When a graph diff backs a custom-kernel comparison, **note the R/H delta in
`graph_diff.json` `notes`** and carry the candidate + baseline `(K,R,H,P,A)` coordinates
into the bundle's `SOURCE.md`/`summary.md`. The graph diff shows R/H *changed*. It does
NOT prove the new path engages tensor cores or hits its roofline - defer that H + P
proof to [`inference-kernel-ncu-profile`](/plugins/profile-and-optimize/skills/inference-kernel-ncu-profile/SKILL.md), the
gate's enforcement point. A win over a strictly-lower-H/R baseline stays a **DRAFT, never
a VERDICT**. If the comparison campaign reaches L4 (an ncu roofline renders), the
candidate + baseline `(K,R,H,P,A)` must also be emitted as a structured `krhpa:` block
in `config.yaml` (see [`inference-kernel-ncu-profile`](/plugins/profile-and-optimize/skills/inference-kernel-ncu-profile/SKILL.md)
for the YAML) - `publish_to_lake` fails closed without it.

## Cross-references

- `perf-baseline-diff` for run-over-run baseline diffs
- `analyze-zymtrace-workload` for per-category zymtrace diffs
- `inference-kernel-profile` for sidecar nsys captures

## Full-context reporting (no bare numbers)

Per the canon "Every performance number carries its full context (no bare numbers)"
(`docs/METHODOLOGY.md` "Full-context reporting"): every number this
skill emits MUST carry its full measurement-context descriptor, and every comparison MUST be
matched on it. A bare `tok/s` / TPOT / BW / %SoL / speedup is a defect - it cannot set a
default, ship a config, or appear in a report.
- **Identity:** model (+HF path), hardware (exact ceiling token `GB300`/`B200`), quant, kv-cache dtype.
- **Parallelism:** TP, DP (replicas), PP, EP, parallel_strategy.
- **Serving cfg:** max-num-seqs, max-num-batched-tokens, gpu-memory-utilization, max-model-len, cudagraph_mode/enforce_eager, async_scheduling, prefix-caching.
- **Workload:** dataset, ISL/OSL (or mean in/out tokens), concurrency, num-prompts.
- **Regime:** warm vs cold. Latency vs throughput tier.
- **Stack:** image/vllm commit, bench backend, serving engine.
- **Grounding:** `%SoL` (+ ceiling key from `configs/sol-ceilings.yaml` - never inline a peak), sol_rigor (L1-L4), trials n (mean±std), same-node, baseline named.
- **Per-number exact shape (no smoothing):** when reporting more than one number, keep EACH with its own exact shape (ISL/OSL, concurrency, dataset, regime) - never normalize a set to one uniform descriptor that hides per-point variation (e.g. `c=1 @ ISL1024/OSL256` + `c=64 @ ISL4096/OSL512`, NOT one shared "random").
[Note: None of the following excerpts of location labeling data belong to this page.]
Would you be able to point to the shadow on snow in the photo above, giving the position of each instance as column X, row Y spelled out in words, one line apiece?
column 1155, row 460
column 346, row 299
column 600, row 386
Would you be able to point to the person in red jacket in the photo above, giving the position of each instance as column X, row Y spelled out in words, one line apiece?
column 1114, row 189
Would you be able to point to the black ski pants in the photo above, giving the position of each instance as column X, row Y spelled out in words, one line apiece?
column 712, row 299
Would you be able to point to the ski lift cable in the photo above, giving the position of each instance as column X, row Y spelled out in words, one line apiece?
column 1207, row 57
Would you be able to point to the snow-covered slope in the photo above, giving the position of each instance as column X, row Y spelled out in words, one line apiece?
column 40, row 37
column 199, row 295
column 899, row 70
A graph diff is structural, not a measurement, so it is exempt from the %SoL
requirement. If you pair it with a perf measurement (tok/s, latency, speedup),
that measurement follows the rigor discipline: capture L1+L3 (L4 where
feasible) Speed-of-Light + publish `--strict`. Canonical map:
`docs/METHODOLOGY.md`.

## Next lever / BREAKTHROUGH (Grind Mandate)
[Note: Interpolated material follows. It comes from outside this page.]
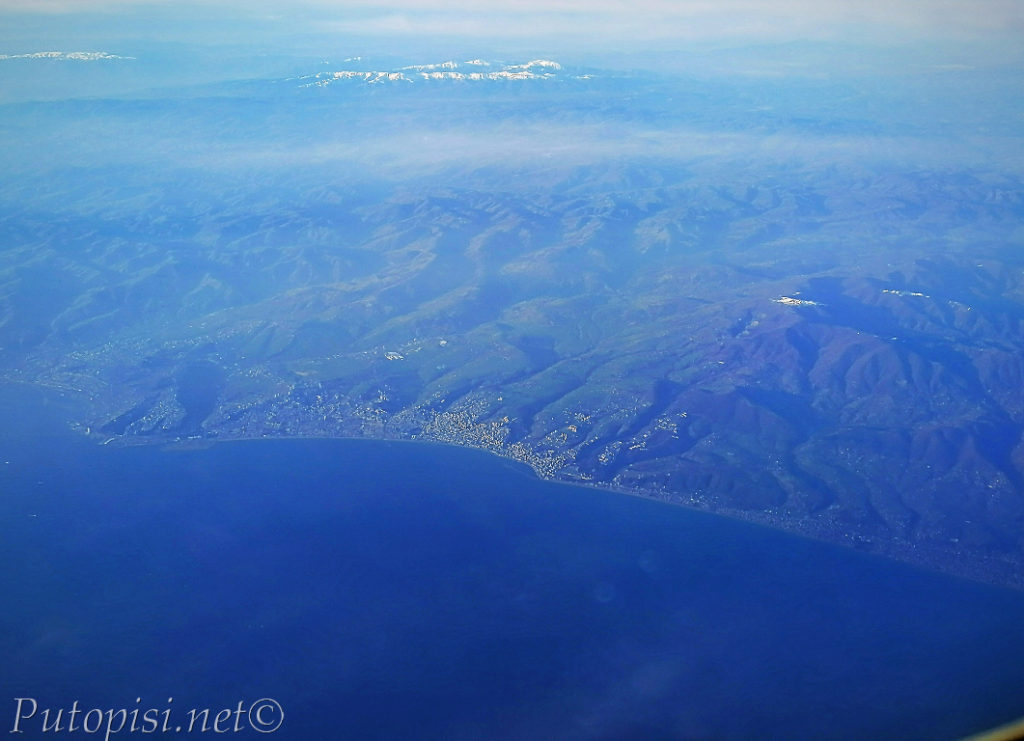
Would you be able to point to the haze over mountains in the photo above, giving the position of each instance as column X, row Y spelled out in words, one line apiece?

If this skill emits a measured result, its output MUST end by naming the **next perf lever**,
its **expected unlock** (direction + rough magnitude), and the **gate** that proves/refutes it,
per `docs/METHODOLOGY.md` "Always be grinding (next-lever framing)". A
measured win is the new floor, not the finish -- so **do everything we can to find the next
BREAKTHROUGH**: the highest-EV unlock toward Speed-of-Light (a new champion / kernel / router /
quant / parallelism / spec-decode win, or an unblocked stack), not just the next micro-lever.
Rank the candidate breakthrough levers by value x cost (the GRIND FRONTIER, `perftunereport
value_view`), pursue the top, bank the rest with evidence. Record WHY a refuted lever loses,
update the standing frontier in the active bundle's `HANDOFF.md`. Never conclude
"exhausted/optimal/done" without an explicit next-lever frontier (an empty frontier AND a
documented SoL wall only). Delete this section ONLY if the skill produces no measurements.